In late 2011, “Timochenko” (the nom de guerre of Rodrigo Londoño Echeverri) took over the top post in the FARC and quickly called for a re-initiation of the peace process. President Santos later accepted the request. Despite their public overtures for peace, FARC attacks on infrastructure and other targets, including government officials, spiked in 2012, possibly as a show of strength to achieve bargaining power in the forthcoming negotiations. The formal negotiations began in Oslo in October 2012 and moved to Havana the next month.

Current Situation

Both the government and the FARC have continued to carry out military operations throughout the peace talks, most likely because each party views military strength as proportional to bargaining power. The war-weary public generally favors a diplomatic, rather than military approach to resolving the conflict, but they are also increasingly skeptical that the talks will succeed. This belief is bolstered by plausible predictions that up to 20% of the rebels could reject the final settlement and defect from formal political participation.

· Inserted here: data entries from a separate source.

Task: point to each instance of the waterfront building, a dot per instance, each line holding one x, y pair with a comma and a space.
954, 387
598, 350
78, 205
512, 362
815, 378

The agenda for the talks (English translation of the full text here, h/t Colombia Reports) consists of six basic items:

  1. Integral agricultural development policy (land reform, property rights, infrastructure, food supply)
  2. Political participation (formation of political parties, access to media)
  3. End of the conflict (ceasefire, disarmament, security reform)
  4. Illicit drugs (crop substitution, prevention and harm mitigation programs for consumers)
  5. Victims (human rights inquiries and justice for victims)
  6. Implementation (international involvement, budget, schedule, etc.)

There are a number of procedural rules, perhaps the most significant of which is the stipulation that “nothing is agreed until everything is agreed.” This means, for example, that even if an agreement is reached on the five substantive policy areas, the deal could still fall apart over disagreements about implementation. Another potential stumbling block is the decision by the Colombian government to require any final agreement to pass a referendum of the general populace.

After reaching an agreement on land reform (point #1) in May of last year, the government and the FARC signed a deal to allow for the FARC’s participation in the country’s formal political system (point #2) in November. As of this writing, talks are ongoing over point #4, the issue of illicit drugs. Nevertheless, the atmosphere is fraught with accusations that the FARC had planned to assassinate former president Uribe and charges that the military was wiretapping the peace talks while embezzling funds for the war against the rebels. The US initially expressed nominal support for a peace deal, but has notably restrained from publicly weighing in throughout the process.

There has indeed been historically unprecedented progress toward reaching an peace settlement. Nevertheless,  since nothing less than an “all-or-nothing” agreement, ratified by voters will suffice, the whole process is on extremely shaky ground. The will to end the conflict is certainly there – on both sides of the negotiating table as well as in the street – but there are still many more paths forward that lead to failure than to success.